O tema da felicidade tem dominado os livros, estudos académicos e palestras dos últimos tempos. Inunda campos que vão desde a filosofia política, psicologia, sociologia e literatura até modelos económicos. Procura-se a “fórmula da felicidade” e a solução da “equação da felicidade”. As sociedades modernas parecem ter submergido ao “dever da felicidade”. Esta moda da felicidade em conjunto com a retórica dos livros de auto-ajuda e do pensamento positivo quase me afastou deste projecto que, paradoxalmente, teve o seu embrião justamente com ela: Construir um “portfolio da felicidade”. Muito do que li ajudou-me, de facto, a ter consciência da minha felicidade e a experimentar com maior frequência estados de profundo bem-estar. Partilhar aquelas que considero serem as fontes essenciais da felicidade tornou-se uma prioridade. Cada um é “feliz à sua maneira”, mas a “porta da felicidade abre para fora”, como nos diz Kierkegaard, e gostaria que a “minha” (resultado de tantas outras) fosse uma porta que se abrisse a todos aqueles a quem a casa da felicidade possa acolher.
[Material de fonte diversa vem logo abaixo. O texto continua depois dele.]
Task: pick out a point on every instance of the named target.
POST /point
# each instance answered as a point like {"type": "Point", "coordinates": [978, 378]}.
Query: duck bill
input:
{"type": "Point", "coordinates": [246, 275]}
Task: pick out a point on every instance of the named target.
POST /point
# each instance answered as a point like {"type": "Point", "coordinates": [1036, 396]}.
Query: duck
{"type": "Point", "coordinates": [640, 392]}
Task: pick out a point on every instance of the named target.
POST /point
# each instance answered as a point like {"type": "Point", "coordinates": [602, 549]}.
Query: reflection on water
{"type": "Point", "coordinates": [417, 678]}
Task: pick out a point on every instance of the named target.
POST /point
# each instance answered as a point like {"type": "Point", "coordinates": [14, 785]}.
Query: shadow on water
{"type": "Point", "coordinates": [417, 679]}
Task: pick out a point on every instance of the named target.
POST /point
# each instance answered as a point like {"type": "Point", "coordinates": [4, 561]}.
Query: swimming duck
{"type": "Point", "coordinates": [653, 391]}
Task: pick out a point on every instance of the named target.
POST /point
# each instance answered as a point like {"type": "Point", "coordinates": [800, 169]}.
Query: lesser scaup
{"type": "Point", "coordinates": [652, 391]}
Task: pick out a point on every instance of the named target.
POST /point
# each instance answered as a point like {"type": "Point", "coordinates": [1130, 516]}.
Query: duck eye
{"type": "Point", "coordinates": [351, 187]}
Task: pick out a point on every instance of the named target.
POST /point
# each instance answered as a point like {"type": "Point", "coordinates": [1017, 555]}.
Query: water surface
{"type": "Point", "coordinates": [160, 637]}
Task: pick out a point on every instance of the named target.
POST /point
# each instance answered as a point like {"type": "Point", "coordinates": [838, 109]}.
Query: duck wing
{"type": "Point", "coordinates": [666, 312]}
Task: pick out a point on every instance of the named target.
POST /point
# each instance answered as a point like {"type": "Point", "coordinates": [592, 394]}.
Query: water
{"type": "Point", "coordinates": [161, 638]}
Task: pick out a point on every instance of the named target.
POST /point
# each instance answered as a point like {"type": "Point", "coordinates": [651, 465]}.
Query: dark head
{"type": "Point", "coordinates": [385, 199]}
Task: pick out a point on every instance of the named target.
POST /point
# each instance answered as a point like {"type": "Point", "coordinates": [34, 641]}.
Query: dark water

“L`hiver a cessé: la lumière est tiède
Et danse, du sol au firmament claire.
Il faut que le cœur le plus triste cède
A l`immense joie éparse dans l`air. »

Paul Verlaine


“A conversa com um amigo, a descoberta de um livro, uma gravura, uma visita a um museu, o contacto com a música podem significar momentos de grande apaziguamento, de grande serenidade, de grande enriquecimento interior. É nisso que consiste a felicidade, quando há uma coincidência entre aquilo que nós somos e o Mundo em que estamos.”
Mário Claudio


“Happiness comes from the capacity to feel deeply, to enjoy simply, to think freely, to risk life and to be needed."
S. Jameson





“Tenho uma missão, embora pequena: Ajudar outros que, como eu, andam à procura, quanto mais não seja pelo facto de lhes garantir que não estão sós.”